One of my goals was to handle RTL properly, and there is code in Dorcas (totally untested code) to handle things like recognizing that a word composed of Hebrew letters must be RTL and trying to handle it correctly as part of a bidi text. It would indeed be fun to try a text with Hebrew in it. But yeah, Dorcas is a specialized tool and very unsuited by its design to handling anything like that page from Rahlfs (horror!). To give you an idea of how unadaptable it is to changes of font or font size, I’m now OCRing the Giles book, and at the top of every two-page spread is a header that says HOMER’s – ODYSSEY, I. This is in a font about 20% larger than the font used for the main text, and therefore Dorcas renders it as total gibberish.

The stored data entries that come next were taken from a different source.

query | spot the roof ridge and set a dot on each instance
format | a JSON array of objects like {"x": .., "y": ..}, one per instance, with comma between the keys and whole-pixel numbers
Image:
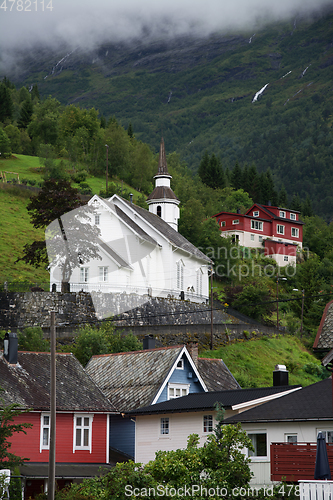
[{"x": 139, "y": 351}]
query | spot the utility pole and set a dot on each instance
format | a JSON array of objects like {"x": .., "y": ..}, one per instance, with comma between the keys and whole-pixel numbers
[
  {"x": 211, "y": 310},
  {"x": 107, "y": 168},
  {"x": 301, "y": 332},
  {"x": 51, "y": 480}
]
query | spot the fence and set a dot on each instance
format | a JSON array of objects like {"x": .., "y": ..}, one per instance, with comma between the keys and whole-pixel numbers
[{"x": 316, "y": 490}]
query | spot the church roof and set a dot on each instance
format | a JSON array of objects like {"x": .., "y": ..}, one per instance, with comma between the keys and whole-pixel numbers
[{"x": 175, "y": 238}]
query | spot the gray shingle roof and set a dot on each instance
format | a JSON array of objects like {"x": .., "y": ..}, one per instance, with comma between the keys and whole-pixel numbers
[
  {"x": 28, "y": 384},
  {"x": 310, "y": 403},
  {"x": 216, "y": 375},
  {"x": 175, "y": 238},
  {"x": 206, "y": 400},
  {"x": 132, "y": 379},
  {"x": 324, "y": 337}
]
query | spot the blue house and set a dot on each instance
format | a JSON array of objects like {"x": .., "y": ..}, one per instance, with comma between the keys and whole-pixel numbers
[{"x": 132, "y": 380}]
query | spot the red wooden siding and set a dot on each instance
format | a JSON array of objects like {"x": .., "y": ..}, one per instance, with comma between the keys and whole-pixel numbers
[
  {"x": 295, "y": 461},
  {"x": 29, "y": 445}
]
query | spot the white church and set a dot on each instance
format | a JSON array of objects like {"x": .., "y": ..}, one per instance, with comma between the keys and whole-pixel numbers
[{"x": 141, "y": 251}]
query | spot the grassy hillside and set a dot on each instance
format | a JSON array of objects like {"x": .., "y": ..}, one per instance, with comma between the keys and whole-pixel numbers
[
  {"x": 252, "y": 362},
  {"x": 200, "y": 92},
  {"x": 15, "y": 227}
]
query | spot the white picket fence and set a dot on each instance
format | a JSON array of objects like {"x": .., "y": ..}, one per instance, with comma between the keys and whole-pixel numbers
[{"x": 316, "y": 490}]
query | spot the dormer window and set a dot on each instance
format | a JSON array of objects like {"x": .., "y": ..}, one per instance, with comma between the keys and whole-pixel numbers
[{"x": 180, "y": 364}]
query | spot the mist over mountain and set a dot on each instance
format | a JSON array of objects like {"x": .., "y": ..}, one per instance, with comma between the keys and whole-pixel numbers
[{"x": 261, "y": 93}]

Not even that, really. The idea is not to identify the font family like Times or Porson for once and for all and hope it carries over to other books. The software is designed on the expectation that you’re going to teach it the specific hot-metal font for a particular book, scan that book, and then throw away the font. At best a particular font might serve as a starting point for learning a similar font in another book, e.g., one printer’s Porson-style Greek font might look similar to another’s. (I guess it is possible that you could come across another book that had been typeset from exactly the same font, but with these old books that come to us from across all that time and space, I imagine it would take some luck.)

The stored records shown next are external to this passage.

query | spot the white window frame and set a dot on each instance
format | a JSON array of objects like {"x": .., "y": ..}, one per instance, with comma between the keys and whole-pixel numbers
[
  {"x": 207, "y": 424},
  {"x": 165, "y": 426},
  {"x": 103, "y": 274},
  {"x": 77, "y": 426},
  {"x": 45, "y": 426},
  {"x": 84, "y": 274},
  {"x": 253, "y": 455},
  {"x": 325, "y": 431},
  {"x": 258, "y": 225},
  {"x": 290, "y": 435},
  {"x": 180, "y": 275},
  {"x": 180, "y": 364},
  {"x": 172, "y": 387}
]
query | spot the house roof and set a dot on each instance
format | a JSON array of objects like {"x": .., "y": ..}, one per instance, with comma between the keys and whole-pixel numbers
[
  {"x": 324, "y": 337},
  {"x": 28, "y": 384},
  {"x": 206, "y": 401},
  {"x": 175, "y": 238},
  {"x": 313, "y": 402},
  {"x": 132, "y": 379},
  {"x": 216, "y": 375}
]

bcrowell · July 13, 2021, 3:15am

In case anyone is interested, I’ve completed a semi-decent OCR of the Giles book using Dorcas: https://github.com/bcrowell/giles If you scroll around through the different files, you’ll see that the quality of the OCR varies quite a bit. On some pages it’s quite good, while on others it’s poor or completely unreadable. In some cases this seems to be because of the poor condition of certain pages of the books, which were probably something like 140 years old by the time archive.org borrowed them from UCLA and scanned them. I think the quality of the scans is not good enough that anyone would sit and read the thing in its present state, but good enough for extracting statistical information or for doing computer searches to see how a given Greek word might frequently be rendered in an English translation.

mwh · July 15, 2021, 2:04am

Probably not to your purpose but definitely qualifying as fun bilingual texts and very interesting in themselves are the “Hermeneumata pseudodositheana”(!) discussed in a slide lecture by Eleanor Dickey (mentioned on the Learning Latin board by seneca2008)
https://www.youtube.com/watch?v=0909NqMwxXI
cf. https://bmcr.brynmawr.edu/2013/2013.08.34/
and brilliantly investigated by Carlotta Dionisotti (daughter of Carlo D.) in her pioneering “From Ausonius’ schooldays” of 1982.
Greek-Latin (not English).
Enjoy!

leorc · May 12, 2022, 3:28pm

One thing to check, if you’re still looking for such things, is Evan Milner’s Latinium list of interlinears and construed texts. I also seem to have ended up compiling a list myself, including both (word-by-word/“concordant”) interlinears and Giles-like “construed texts”. I don’t know when or if it will be reasonably complete and presentable, but if you’re still looking for texts I might be able to suggest some things. (If you’re willing to buy used books or travel to libraries then there are even more options I could suggest.)

Of course, once there are good scans of every printed classics interlinear then they all have to be transcribed! So I’m absolutely interested to hear about your progress in OCR with Dorcas. I have no OCR or AI skills but maybe this is of interest, if you haven’t seen it already: a group getting decent results with Tesseract and Kraken on 19th-century commentaries on Ancient Greek texts.